It doesnt print out the AND and XOR instructions , it performs them is a
similar fashion, you can look up the AND I have written earlier,

The load is done:
            iRM 3w 0 , 1 , Accum ;
L i + n : iRM 3w A, 1 , Accum ;

where the value of A is known at compile time from @A thats signified.

So if I understand correctly, this ISA can only operate on statically known
addresses in the memory array, correct? E.g. you could not walk a linked
list.

IRM 3w is basically a bitwise resistive majority done on an entire
word(iRM 3) .

To make sure I understand correctly, iRM 3w is equivalent to a sequence of
64 operations:

iRM 3w @A, @B, @C :=

iRM 3 @A+0, @B+0, @C+0
iRM 3 @A+1, @B+1, @C+1
...
iRM 3 @A+63, @B+63, @C+63

Is that correct?

Resistive majority is done as majority of A,B',C
It's quite complex
How do you think the instruction definition would work for such an
architecture.

You probably want to expand each input operation into equivalent
instructions for your isa, as you have done in the example above. That will
produce simple but correct code. You may want to write a follow-up peephole
pass to do algebraic simplifications using identities of the resistive
majority function.

You may want to watch 2016 LLVM Developers’ Meeting: A. Bougacha & Q. Colombet & T. Northover “Global Instr.." - YouTube
You'll probably be able to identify places where the simplicity of your ISA
makes certain parts trivial.
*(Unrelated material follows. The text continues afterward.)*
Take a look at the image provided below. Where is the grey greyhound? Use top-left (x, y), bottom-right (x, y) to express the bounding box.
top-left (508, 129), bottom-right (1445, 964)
E.g. in your case, there is only one "register
bank" so that whole aspect of the lowering is trivialized. I haven't been
keeping up to date with GlobalISel, so you might be better off using
SelectionDAG. I'll let someone more familiar with the backend comment on
that, but your target seems simple enough that even writing the backend
from scratch (directly implementing TargetMachine like Matthias suggested)
would be feasible. Hooking into LLVM's backend infrastructure seems like it
will mostly just save you from writing a register allocator, so it might be
worth doing just for that.

-- Sean Silva